The professional adventure sportswoman struck by a boulder in Acadia National Park on Labor Day was recovering in Boston on Monday after 14 hours of surgery on her badly damaged left leg.

Surgeons at Eastern Maine Medical Center of Bangor inserted a titanium rod into the leg of Serenity Coyne, 53, of Boston on Wednesday and a pin in her ankle on Friday, according to her husband, Michael Coyne. She was due for surgery Monday at Beth Israel Deaconess Medical Center, he said.

Monday’s operation is Serenity Coyne’s fourth since the Coynes were on Acadia’s Dorr Mountain Ladder Trail, descending and standing on a ledge between trail ladders one-third of a mile from the trailhead when the 400- to 500-pound rock smashed her leg, Michael Coyne and rescuers have said.

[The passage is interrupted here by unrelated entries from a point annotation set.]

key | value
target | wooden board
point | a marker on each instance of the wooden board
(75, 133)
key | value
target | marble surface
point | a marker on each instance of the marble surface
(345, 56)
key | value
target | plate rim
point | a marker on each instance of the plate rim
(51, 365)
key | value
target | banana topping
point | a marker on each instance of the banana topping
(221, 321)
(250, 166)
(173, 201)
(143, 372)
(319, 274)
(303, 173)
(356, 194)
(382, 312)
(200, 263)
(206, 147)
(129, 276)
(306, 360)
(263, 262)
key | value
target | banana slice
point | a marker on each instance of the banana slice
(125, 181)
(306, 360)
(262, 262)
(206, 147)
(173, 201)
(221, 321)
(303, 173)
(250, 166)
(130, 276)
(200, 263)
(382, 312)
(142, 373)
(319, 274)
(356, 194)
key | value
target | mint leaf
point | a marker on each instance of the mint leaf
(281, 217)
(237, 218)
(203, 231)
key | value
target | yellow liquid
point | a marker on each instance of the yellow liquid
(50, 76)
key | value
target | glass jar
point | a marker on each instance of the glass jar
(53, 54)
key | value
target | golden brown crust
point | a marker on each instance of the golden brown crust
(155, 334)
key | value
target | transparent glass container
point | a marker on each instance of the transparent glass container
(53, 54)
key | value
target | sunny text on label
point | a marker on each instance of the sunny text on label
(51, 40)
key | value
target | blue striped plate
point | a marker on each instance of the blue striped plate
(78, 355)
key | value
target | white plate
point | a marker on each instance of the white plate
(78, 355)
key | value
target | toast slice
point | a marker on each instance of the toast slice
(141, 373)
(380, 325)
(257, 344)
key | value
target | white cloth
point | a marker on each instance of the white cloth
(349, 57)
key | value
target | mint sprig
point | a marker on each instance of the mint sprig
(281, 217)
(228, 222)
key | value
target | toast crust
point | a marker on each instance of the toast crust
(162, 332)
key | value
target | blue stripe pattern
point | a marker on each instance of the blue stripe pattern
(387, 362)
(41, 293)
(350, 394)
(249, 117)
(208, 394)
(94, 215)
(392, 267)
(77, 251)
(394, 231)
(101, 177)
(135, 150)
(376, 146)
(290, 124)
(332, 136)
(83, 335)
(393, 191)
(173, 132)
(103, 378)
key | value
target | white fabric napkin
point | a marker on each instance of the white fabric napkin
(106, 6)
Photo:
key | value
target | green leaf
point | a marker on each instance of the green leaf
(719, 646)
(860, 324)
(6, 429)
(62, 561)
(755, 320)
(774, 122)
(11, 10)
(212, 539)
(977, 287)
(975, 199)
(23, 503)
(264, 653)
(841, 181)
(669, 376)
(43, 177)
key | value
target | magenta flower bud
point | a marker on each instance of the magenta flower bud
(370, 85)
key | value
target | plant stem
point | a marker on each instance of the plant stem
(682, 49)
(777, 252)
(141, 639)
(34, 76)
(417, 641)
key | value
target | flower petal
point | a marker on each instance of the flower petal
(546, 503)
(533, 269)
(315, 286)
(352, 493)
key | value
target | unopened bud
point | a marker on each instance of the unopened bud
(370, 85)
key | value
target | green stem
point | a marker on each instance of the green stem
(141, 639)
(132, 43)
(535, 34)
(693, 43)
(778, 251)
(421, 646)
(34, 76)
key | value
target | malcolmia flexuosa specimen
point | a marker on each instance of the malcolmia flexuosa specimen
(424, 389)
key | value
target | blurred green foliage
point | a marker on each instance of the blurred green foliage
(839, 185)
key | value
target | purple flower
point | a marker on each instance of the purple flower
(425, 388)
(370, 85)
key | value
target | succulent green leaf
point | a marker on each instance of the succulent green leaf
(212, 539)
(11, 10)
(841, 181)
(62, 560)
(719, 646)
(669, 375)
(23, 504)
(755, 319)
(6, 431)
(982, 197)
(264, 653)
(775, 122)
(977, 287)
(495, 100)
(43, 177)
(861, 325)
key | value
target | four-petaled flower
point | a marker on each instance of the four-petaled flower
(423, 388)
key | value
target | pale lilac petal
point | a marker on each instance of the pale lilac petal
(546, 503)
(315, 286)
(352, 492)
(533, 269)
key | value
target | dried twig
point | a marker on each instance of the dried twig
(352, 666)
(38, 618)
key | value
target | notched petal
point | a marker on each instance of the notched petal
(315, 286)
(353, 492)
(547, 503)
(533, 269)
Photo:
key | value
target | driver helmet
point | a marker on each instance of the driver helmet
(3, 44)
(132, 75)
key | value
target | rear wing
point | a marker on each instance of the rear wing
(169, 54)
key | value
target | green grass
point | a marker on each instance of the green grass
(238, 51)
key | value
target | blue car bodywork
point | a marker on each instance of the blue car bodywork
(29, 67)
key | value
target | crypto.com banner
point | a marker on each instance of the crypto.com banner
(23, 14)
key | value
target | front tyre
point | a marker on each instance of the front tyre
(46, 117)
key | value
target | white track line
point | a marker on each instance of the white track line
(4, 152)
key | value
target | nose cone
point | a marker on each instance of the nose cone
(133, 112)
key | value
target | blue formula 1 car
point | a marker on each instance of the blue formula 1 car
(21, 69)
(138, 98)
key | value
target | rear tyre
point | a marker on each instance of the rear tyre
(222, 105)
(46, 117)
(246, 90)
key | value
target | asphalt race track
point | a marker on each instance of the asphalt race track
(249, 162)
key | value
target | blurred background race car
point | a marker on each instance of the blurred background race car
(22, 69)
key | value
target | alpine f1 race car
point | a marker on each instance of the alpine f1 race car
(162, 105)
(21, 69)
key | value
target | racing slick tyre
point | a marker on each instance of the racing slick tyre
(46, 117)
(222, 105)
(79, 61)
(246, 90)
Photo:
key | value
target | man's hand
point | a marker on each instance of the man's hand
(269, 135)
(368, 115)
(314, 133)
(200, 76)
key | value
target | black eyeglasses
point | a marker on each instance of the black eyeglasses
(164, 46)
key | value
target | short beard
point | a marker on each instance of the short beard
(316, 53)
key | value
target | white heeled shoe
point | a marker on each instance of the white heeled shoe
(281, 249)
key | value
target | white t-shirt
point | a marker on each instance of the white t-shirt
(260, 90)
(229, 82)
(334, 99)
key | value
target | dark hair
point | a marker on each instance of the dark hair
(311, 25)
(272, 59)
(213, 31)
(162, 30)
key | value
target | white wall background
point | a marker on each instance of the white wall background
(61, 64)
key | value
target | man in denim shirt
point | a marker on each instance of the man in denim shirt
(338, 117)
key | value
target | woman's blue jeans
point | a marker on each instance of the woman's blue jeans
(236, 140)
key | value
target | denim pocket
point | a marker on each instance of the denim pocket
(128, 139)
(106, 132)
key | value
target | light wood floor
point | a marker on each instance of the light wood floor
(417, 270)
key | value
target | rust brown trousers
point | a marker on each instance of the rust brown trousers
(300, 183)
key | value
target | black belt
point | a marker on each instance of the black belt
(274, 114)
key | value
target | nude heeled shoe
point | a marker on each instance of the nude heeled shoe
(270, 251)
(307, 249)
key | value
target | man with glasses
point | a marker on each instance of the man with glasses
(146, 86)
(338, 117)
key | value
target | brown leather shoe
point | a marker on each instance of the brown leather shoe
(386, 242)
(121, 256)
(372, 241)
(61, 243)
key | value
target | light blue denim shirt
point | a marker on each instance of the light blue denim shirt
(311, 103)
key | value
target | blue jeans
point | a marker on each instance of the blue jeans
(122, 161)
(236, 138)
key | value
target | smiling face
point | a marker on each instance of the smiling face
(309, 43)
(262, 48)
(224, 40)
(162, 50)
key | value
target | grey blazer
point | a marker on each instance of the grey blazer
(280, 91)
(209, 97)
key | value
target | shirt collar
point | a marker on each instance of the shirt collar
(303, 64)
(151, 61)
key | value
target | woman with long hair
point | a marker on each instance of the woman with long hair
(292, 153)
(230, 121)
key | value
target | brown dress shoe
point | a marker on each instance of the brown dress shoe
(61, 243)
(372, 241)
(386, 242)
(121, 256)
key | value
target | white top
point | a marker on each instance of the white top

Her spirits are good, Michael Coyne said.

“Serenity wants to a send message out that nature has many faces and that if you go into the mountains, you need to be prepared,” Michael Coyne said Monday. “We don’t want this to frighten people off from Acadia. We want them to be strong and prepare for any eventuality. We want to send a message out that it is worth it.”

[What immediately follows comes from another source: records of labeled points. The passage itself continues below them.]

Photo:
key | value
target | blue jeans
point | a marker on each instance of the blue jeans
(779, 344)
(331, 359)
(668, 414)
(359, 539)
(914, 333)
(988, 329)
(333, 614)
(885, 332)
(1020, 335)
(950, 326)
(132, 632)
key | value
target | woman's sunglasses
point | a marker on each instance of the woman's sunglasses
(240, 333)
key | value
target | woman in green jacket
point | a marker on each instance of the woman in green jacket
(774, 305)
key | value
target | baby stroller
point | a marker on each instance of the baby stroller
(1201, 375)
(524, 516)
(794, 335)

Speaking by phone as he waited for his wife to go back under the knife,

Michael Coyne sounded exhausted — deeply stressed but well-composed and focused.

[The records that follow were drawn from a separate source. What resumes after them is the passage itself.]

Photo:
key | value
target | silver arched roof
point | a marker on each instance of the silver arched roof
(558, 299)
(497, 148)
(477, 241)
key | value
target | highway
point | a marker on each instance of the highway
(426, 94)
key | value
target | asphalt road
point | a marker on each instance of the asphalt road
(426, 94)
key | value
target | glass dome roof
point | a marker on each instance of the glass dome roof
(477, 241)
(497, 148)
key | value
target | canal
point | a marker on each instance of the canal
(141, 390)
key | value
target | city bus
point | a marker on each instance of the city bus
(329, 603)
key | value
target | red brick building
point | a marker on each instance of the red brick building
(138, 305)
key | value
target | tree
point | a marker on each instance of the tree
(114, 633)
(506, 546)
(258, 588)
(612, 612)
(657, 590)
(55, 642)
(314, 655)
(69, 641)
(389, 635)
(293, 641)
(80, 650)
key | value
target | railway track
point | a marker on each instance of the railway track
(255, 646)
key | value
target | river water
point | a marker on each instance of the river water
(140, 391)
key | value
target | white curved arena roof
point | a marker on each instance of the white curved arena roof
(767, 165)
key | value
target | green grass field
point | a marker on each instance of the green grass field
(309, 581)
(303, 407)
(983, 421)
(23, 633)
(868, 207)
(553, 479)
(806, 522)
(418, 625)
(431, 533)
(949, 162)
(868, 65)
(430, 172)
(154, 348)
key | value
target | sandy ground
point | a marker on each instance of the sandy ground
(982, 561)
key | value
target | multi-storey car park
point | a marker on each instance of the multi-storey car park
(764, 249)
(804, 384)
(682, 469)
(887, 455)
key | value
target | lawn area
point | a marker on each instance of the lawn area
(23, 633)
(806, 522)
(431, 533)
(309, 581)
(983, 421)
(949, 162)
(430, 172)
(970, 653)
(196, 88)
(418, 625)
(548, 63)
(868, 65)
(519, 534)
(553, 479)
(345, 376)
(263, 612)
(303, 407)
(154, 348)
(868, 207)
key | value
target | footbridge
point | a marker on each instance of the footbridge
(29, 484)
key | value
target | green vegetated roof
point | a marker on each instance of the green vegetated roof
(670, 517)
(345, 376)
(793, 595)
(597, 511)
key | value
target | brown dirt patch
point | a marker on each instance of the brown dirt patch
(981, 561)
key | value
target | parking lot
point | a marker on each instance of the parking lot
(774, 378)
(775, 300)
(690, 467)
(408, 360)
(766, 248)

“That rock also hit me. I am getting flashbacks. I am reliving that moment over and over and over,” Michael Coyne said. “Ironically I am strongest when I am with her, but when I am alone, it becomes difficult for me.”

The boulder fall is their worst accident since the Coynes began doing climbs and hikes to raise money for various causes in 1995, Michael Coyne said.

Their charity, Expedition Outreach, pursues extreme sport adventures, races and expeditions to raise awareness and funding for worthwhile causes as world peace, inner personal peace, post traumatic stress recovery and for survivors of cardiac events who live with heart disease.

The Coynes have climbed Mount Kilimanjaro, the Bolivian Andes, the Canadian Rocky Mountains, Devil’s Tower in Wyoming and Mount Gros Morne of Newfoundland. They were in training for an upcoming event when the accident occurred, Michael Coyne said.

Michael Coyne has faced his own life-threatening situations over the years. He earned a Guinness Book World Record in Bolivia for the highest altitude Luge descent, is a U.S. Marine Corps combat veteran and was almost beaten to death by an assailant while he was a Massachusetts state trooper.

Both Reiki masters, the Coynes have battled their most recent travail by practicing the Eastern meditation with faith healers. They were also visited by an acupuncturist on Thursday, Coyne said.

Coyne recommended that hikers and climbers get basic first responder training before heading into the backcountry.

“It can make all the difference in a situation like this,” he said. “Two minutes can change your whole life.”